In a nutshell the complainant is assisted by counsel. The complainee has no counsel, unless they come to people like us for advice. The vast majority of course do not. They get extremely short notice to respond to the complaint and appear “in court”. Several clients of ours have received notice of the complaint on Thursday and been asked to make themselves available to be filmed on the following Monday or Tuesday or to be recorded in the studio on Wednesday, the day of the programme. They have been expected to put all their other personal and business commitments aside to prepare for their appearance. The arrogance of this is mind-blowing. Then we have the disparity in the time given to the complainant and to the complainee. I haven’t put a stopwatch on it, but my reasonable assessment is that the complainee will get around two and a half to three minutes to respond to the complaint in the studio. Clients of ours have ended up with around a minute and a half. This may include Fair Go’s ‘free minute’ to say what they want without interruption. Sounds fair, but of course it isn’t. In more than 40 years in the business I have met very few people, including professionals, who could gather their thoughts together in a frightening environment and speak coherently to camera for a minute.

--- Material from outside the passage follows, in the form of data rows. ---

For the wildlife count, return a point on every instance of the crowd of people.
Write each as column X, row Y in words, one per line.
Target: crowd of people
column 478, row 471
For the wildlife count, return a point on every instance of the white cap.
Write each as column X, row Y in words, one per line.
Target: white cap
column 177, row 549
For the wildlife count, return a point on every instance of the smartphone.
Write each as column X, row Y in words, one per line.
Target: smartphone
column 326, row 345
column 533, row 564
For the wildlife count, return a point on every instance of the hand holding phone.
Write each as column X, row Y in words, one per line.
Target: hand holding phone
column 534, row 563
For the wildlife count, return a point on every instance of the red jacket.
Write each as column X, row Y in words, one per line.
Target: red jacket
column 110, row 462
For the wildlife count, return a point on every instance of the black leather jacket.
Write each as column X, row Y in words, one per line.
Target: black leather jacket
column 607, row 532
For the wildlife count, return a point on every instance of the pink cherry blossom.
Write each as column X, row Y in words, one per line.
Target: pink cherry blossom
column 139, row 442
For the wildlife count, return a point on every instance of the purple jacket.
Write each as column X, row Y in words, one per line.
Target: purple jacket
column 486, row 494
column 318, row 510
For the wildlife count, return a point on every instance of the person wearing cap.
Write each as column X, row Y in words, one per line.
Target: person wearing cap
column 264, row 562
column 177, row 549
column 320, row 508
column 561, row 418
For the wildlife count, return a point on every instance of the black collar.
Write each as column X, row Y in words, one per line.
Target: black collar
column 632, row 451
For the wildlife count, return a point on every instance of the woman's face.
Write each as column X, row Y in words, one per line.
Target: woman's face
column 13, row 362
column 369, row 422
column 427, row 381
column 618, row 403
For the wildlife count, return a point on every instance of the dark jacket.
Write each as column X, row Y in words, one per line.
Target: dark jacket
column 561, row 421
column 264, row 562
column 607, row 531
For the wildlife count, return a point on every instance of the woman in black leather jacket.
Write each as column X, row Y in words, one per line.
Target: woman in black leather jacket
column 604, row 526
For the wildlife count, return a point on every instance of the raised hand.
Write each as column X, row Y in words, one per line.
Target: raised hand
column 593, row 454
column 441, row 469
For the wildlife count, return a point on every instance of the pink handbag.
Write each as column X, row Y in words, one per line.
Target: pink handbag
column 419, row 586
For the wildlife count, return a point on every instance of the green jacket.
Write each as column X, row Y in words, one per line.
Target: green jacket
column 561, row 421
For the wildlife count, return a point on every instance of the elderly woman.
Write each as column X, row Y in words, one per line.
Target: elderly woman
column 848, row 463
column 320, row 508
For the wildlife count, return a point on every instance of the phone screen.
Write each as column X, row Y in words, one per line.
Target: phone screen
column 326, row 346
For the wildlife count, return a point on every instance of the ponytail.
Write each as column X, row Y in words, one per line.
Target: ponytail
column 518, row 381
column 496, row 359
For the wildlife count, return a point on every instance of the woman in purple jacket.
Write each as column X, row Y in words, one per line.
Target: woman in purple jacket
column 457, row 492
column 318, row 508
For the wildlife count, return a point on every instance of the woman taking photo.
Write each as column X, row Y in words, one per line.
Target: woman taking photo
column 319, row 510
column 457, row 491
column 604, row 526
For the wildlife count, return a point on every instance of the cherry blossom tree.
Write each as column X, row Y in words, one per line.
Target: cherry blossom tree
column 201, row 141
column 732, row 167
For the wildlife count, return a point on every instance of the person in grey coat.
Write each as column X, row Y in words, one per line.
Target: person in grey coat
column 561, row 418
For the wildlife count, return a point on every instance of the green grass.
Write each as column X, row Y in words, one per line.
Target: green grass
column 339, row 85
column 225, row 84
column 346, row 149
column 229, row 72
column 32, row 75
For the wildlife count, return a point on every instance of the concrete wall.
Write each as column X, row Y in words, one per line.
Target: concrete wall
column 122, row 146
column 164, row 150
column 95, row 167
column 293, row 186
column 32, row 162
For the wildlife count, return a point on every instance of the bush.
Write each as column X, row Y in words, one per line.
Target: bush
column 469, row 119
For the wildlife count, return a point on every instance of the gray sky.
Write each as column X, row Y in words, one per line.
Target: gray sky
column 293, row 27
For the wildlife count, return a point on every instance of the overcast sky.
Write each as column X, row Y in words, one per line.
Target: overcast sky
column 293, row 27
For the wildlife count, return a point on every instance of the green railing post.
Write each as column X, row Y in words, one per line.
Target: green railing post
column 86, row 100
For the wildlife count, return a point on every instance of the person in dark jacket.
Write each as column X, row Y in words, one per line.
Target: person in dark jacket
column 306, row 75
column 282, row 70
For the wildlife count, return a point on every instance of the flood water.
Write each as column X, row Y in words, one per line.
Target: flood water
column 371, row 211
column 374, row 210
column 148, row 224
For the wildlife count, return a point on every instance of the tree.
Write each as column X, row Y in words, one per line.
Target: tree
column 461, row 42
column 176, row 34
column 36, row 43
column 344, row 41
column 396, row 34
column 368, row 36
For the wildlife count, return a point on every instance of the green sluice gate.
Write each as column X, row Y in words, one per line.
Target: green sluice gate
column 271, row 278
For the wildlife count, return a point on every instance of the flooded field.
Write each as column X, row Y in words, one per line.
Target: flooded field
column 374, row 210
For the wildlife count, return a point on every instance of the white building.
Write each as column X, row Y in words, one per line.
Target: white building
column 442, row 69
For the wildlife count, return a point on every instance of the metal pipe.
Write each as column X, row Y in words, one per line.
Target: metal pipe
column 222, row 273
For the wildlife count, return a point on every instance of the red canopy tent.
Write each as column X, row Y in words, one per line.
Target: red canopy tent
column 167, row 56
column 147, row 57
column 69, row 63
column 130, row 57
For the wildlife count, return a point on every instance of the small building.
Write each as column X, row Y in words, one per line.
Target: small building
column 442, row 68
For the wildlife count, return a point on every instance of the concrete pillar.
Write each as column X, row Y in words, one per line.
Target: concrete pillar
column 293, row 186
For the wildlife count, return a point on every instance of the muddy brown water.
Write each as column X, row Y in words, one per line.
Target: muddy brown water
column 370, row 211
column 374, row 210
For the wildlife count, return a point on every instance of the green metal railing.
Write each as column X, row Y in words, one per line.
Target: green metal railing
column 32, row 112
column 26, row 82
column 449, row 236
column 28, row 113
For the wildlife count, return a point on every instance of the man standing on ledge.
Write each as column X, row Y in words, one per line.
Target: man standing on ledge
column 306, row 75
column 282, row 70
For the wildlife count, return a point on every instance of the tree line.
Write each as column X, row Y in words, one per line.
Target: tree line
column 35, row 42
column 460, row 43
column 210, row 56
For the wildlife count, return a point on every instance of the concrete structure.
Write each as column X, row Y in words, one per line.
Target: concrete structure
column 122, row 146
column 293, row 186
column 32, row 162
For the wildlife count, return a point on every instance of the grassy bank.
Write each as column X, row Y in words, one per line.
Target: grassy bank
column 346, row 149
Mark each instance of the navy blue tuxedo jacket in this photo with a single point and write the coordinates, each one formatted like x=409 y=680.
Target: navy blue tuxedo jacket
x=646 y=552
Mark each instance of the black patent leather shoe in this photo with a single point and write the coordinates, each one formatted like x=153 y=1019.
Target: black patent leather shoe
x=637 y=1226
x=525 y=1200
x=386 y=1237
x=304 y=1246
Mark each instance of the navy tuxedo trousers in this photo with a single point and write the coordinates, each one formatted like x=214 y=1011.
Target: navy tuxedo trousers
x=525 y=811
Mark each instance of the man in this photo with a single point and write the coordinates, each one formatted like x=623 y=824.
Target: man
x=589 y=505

What Fair Go seems determined to ignore is the fact that public speaking is one of the top five activities that people world wide fear most. And that fear includes everything from speaking at an office party to appearing on a television programme, in an alien environment, in front of hundreds of thousands of people to defend yourself in a couple of minutes against charges that are often of a highly complex nature. And there’s no counsel there to object if the treatment you’re getting isn’t fair. You’re on your own. As to the wall, I ‘m sticking by every word I said. The concept is outrageous and the idea that people should have to come into your studio to plead their case so that their name and photograph should be taken off the wall, displays a level of hubris bordering on megalomania. Kev, Fair Go is a great show and it does a lot of good. But its processes have never been fair. They aren’t now and they weren’t in my time as host or producer. In fact they were probably worse. The problem for those working on the programme is that it’s hard to resist seeing yourself as a knight on a white horse. I certainly found it hard and was entirely unsuccessful in resisting that delusion. It’s easy to forget that, as I said in my post, “It’s a television show”. As to the two cases I highlighted, both complainees responded to your questions in detail, both put things right and both compensated the complainees. They should never have been on the wall in the first place. Now I’d like to issue you with a little challenge. I’l happily debate this with you, your producer, or any member of your team in any forum that’s interested. I’ll even offer you a free minute at the start.